Trump Sets Economic Conditions for Siding with Saudi Arabia Over Iran

PHOTO: REUTERS

PHOTO: REUTERS


Republican presidential Donald Trump on Monday suggested that the U.S. should defend Saudi Arabia in its escalating dispute with Iran only if the Saudis pay us back economically.

In an appearance on Fox News Monday evening, Trump told host Bill O’Reilly that in order to stop Iran from taking over Saudi Arabia from its borders with Yemen, the U.S. will be left with no choice but to side with the Saudis. “Frankly, the Saudis don’t survive without us. And the question is, at what point do we get involved, and how much will Saudi Arabia pay us to save them? Because that’s ultimately what’s going to happen,” said Trump. “I would want to help Saudi Arabia. I would want to protect Saudi Arabia. But Saudi Arabia is going to have to help us economically. They were making – before the oil went down – a billion dollars a day.”

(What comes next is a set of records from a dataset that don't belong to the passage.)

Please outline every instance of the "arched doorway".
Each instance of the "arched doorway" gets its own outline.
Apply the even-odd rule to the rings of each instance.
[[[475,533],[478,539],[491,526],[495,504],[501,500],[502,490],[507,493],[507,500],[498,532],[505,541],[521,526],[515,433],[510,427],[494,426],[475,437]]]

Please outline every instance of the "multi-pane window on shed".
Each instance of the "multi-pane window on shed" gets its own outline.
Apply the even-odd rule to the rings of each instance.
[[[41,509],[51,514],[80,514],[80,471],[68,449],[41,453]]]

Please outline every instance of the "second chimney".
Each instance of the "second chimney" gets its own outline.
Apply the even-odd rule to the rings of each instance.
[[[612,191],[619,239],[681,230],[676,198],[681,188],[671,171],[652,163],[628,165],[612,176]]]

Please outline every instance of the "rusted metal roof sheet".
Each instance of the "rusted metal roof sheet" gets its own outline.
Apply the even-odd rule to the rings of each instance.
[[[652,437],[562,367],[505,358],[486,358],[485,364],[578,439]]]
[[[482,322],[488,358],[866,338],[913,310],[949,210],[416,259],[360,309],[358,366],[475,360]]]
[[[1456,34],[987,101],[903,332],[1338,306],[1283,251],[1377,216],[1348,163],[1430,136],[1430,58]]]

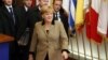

But Trump fended off questions whether he would send U.S. troops to help fight off an Iranian incursion if the Saudis pay for some of the costs. “We already defend Saudi Arabia, right now, we’re defending them. Every time there’s a problem we go in and defend. And frankly, as far as I’m concerned, that’s all fine. We owe $19 trillion. We’re defending everybody. We’re defending the world. We can’t continue to defend everybody, and lose on every single thing we do,” he stressed.” We have to rebuild our country. Our country is a mess. Our infrastructure’s crumbling. We owe $19 trillion.”

The Republican presidential frontrunner also refused to commit taking military action against Iran. Instead, he blasted the nuclear deal with Iran, suggesting the regime has already violated the agreement by its testing of ballistic missiles. “The deal we made with Iran is a disaster. The deal we made for $150 billion is a total disaster,” he said. “Iran is going to have a nuclear weapon very soon.”

Asked if he would scrap the nuclear deal or strike Iran’s nuclear facilities, Trump responded, “I’m going to do what’s right. I want to be unpredictable. I’m not going to tell you right now what I’m going to do… We have to show some unpredictability. I want to be unpredictable. I don’t want to tell you exactly what I’m going to do.”

Other Republican candidates have also suggested that the U.S. should pick a side in the conflict and defend the Saudis if necessary.

Republican presidential hopeful Marco Rubio, during a campaign event in New Hampshire on Monday, said that while Saudi Arabia isn’t perfect, “they’re not an enemy of the United States.”

“Now there are things they do I’m not in favor of and I have strong problems with, but, that being said, they have been a military ally of the United States in that region,” Rubio asserted. “Iran has been our enemy.”

Saudi Arabia’s human rights issues is not a reason “for us to toss them under the bus,” added Carson in an interview on CNN. “I have a strong feeling that if, you know, our traditional allies in the region had full faith and confidence in us that we wouldn’t, like, turn our backs on them like we have on Israel; I think they would be much more enthusiastic about supporting anything that we called for,” he added.